Eduardo Casanova es lo más parecido a un punk que ha tenido el cine español en el siglo XXI. En los primeros minutos de ‘La piedad’, que se estrena el 13 de enero, una gran vagina real y explícita, vista desde un plano contrapicado, se mea encima de la cámara. Es decir. Sobre el espectador. Una declaración de intenciones que plantea un ejemplo muy claro de provocación barata. Sin embargo, incluso ese gesto forma parte de un todo, una provocación mucho más calibrada de lo que parece.
Porque el cine de Casanova puede ser incontrolable, desagradable o cuqui, pero nada de lo que aparece en pantalla parece puesto sin una intención, o más bien sin una concreción milimétrica. El efecto que genera su cine es de estar observando una obra de teatro con escenarios simplificados hasta el abstracto, pero al mismo tiempo, desde ‘Pieles’ el director ha perfeccionado el control de cada detalle, y su minimalismo es deliberadamente simple, con colores grises y rosas en contraste con una iluminación casi clínica.
La madre terrible
El resultado es que su estética define la forma en la que asimilamos lo que nos presenta en pantalla, desde números musicales orientales a gore explícito, desnudez gráfica y aspectos impactantes como el suicidio, el cáncer o el infanticidio. Nada se nos muestra sin una visión clara, controlada y precisa en intenciones y tono, aunque esta misma elección se traduce en una continuidad entre obras que también puede interpretarse como monotonía. No hay mucha diferencia en el aspecto visual.

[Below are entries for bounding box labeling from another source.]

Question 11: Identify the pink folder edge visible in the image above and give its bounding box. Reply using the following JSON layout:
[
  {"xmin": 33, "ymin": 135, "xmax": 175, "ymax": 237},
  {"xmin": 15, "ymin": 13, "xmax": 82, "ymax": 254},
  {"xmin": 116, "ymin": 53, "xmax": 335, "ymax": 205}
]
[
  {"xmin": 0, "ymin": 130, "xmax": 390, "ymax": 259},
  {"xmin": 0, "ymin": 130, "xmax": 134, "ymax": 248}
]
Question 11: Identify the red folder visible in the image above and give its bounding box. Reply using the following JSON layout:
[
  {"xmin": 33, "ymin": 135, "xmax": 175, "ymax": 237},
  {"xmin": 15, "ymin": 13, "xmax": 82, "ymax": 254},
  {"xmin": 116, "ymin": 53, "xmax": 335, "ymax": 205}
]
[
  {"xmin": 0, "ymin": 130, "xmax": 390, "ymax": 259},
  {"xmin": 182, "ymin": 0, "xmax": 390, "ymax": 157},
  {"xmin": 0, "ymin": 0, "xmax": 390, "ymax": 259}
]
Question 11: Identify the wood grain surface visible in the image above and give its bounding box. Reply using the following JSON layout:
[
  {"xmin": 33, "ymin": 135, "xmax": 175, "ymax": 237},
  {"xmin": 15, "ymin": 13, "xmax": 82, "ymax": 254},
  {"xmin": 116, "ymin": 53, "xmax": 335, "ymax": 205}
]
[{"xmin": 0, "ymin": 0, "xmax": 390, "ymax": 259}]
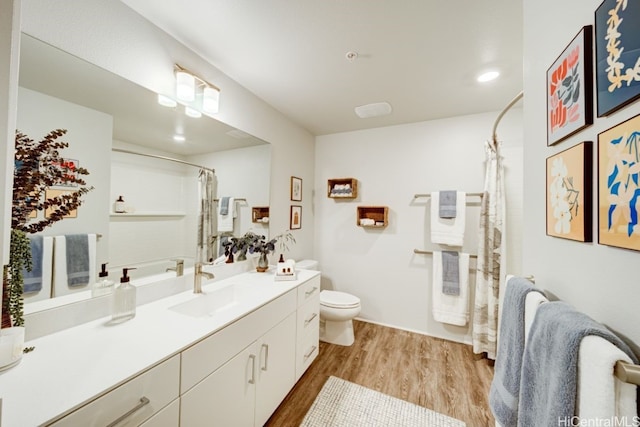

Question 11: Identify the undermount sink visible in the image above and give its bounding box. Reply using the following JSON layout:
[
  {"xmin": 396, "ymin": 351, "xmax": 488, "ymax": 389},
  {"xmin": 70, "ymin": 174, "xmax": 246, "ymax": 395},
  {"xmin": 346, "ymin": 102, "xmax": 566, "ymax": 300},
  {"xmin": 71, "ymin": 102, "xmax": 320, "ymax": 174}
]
[{"xmin": 169, "ymin": 285, "xmax": 241, "ymax": 317}]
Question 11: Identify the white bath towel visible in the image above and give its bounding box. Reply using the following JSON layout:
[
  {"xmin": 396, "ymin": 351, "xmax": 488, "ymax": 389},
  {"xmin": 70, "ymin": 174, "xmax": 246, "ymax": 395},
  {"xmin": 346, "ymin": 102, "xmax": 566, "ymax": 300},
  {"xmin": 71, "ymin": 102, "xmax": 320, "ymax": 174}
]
[
  {"xmin": 431, "ymin": 191, "xmax": 467, "ymax": 246},
  {"xmin": 577, "ymin": 336, "xmax": 636, "ymax": 425},
  {"xmin": 51, "ymin": 234, "xmax": 97, "ymax": 297},
  {"xmin": 218, "ymin": 197, "xmax": 237, "ymax": 233},
  {"xmin": 431, "ymin": 251, "xmax": 469, "ymax": 326}
]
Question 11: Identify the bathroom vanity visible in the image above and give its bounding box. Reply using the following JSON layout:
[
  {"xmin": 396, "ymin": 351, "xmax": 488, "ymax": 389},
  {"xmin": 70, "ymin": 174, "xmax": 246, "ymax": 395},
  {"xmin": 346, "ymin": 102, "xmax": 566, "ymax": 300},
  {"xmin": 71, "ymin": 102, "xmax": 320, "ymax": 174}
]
[{"xmin": 0, "ymin": 270, "xmax": 320, "ymax": 427}]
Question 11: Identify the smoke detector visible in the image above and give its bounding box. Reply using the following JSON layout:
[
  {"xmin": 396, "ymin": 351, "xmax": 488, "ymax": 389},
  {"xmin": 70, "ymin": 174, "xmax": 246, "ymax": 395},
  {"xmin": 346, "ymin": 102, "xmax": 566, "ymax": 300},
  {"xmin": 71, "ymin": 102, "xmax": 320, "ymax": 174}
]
[{"xmin": 354, "ymin": 102, "xmax": 391, "ymax": 119}]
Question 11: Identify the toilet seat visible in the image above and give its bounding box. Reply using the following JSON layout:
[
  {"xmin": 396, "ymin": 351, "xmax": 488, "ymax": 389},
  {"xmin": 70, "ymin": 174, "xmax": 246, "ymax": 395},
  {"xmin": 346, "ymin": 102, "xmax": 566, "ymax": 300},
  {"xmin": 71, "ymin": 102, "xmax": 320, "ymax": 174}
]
[{"xmin": 320, "ymin": 290, "xmax": 360, "ymax": 308}]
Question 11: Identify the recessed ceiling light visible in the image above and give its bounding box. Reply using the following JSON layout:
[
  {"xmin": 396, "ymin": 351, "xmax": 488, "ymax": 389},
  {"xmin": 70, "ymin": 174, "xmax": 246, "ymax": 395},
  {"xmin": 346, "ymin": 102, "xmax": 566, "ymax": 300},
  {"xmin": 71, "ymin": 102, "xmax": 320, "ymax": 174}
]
[
  {"xmin": 478, "ymin": 71, "xmax": 500, "ymax": 83},
  {"xmin": 354, "ymin": 102, "xmax": 391, "ymax": 119}
]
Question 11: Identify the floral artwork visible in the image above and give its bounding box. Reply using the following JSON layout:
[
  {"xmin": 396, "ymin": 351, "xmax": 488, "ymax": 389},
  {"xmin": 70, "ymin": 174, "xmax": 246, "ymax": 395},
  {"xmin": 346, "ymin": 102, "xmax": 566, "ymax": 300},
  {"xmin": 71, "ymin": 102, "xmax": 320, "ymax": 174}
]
[
  {"xmin": 547, "ymin": 25, "xmax": 593, "ymax": 145},
  {"xmin": 595, "ymin": 0, "xmax": 640, "ymax": 117},
  {"xmin": 598, "ymin": 115, "xmax": 640, "ymax": 250},
  {"xmin": 547, "ymin": 141, "xmax": 593, "ymax": 242}
]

Sin embargo, ‘La piedad’ es mucho más aguda, ágil y menos episódica, eliminando la sensación de antología de cortos que tenía ‘Pieles’, narrando la trágica historia de Mateo, un joven que vive con su madre, Libertad, en un mundo color de rosa; un microcosmos que se rompe en mil pedazos cuando le diagnostican cáncer, lo que lleva a plantearse toda su dinámica afectiva con su progenitora. Una clásica historia de complejo de Edipo llevada hasta las últimas consecuencias que tiene una gran protagonista: Ángela Molina.
La actriz regresa a lo grande con una especie de versión de filigrana de la Joan Crawford de ‘Queridísima mamá’ (1981) en la que cada cadencia, cada frase de guion la lleva a la monstruosidad inconsciente, un reflejo de una persona que todos conocemos, amamos y tememos al mismo tiempo, una encarnación del narcisismo y la manipulación llevado a extremos de comedia negra verdaderamente cáustica, llena de situaciones tan divertidas como escalofriantes, casi de risa nerviosa.
Horror psicológico pop
Como la define el propio director, ‘La piedad’ es en parte una historia de terror y en parte un melodrama enfermizo sobre la obsesión y la codependecia, que se expande a lo más extraño cuando se introduce el tema de Corea del Norte como metáfora, ubicando el miedo y la devoción por el líder dentro de una misma sinapsis en el cerebro humano que la propia maternidad, una relación marcada por un temor irracional que presiona las mismas teclas para generar una dinámica de poder.
No es que Casanova cuente nada nuevo, la sombra de Almodóvar y John Waters sobrevuela todas sus secuencias, pero tanto su escatología como las escenas explícitas, como ese parto grotesco propio de la película ‘Xtro’ (1982) o ‘Society’ (1989), que converge en nueva perspectiva alegórica artie de “terror de autor” con la reciente ‘Men’ (2022), dan una dimensión moderna, pulida y autoconsciente de un discurso queer basado más en la forma de presentar la realidad que en la necesidad de transmitir un discurso para abrir la mente.
‘La piedad’ es divertida, enfermiza, salvaje y a veces pueril en su intento de epatar, pero también se sabe chabacana y no por ello es menos tragicómica y brillante; una pesadilla pop sobre madres terribles y síndromes de dependencia tóxica con la que Eduardo Casanova, consigue convertir la subversión en gags y en la que su cuidada estética funciona como una trampa mental claustrofóbica y venenosa.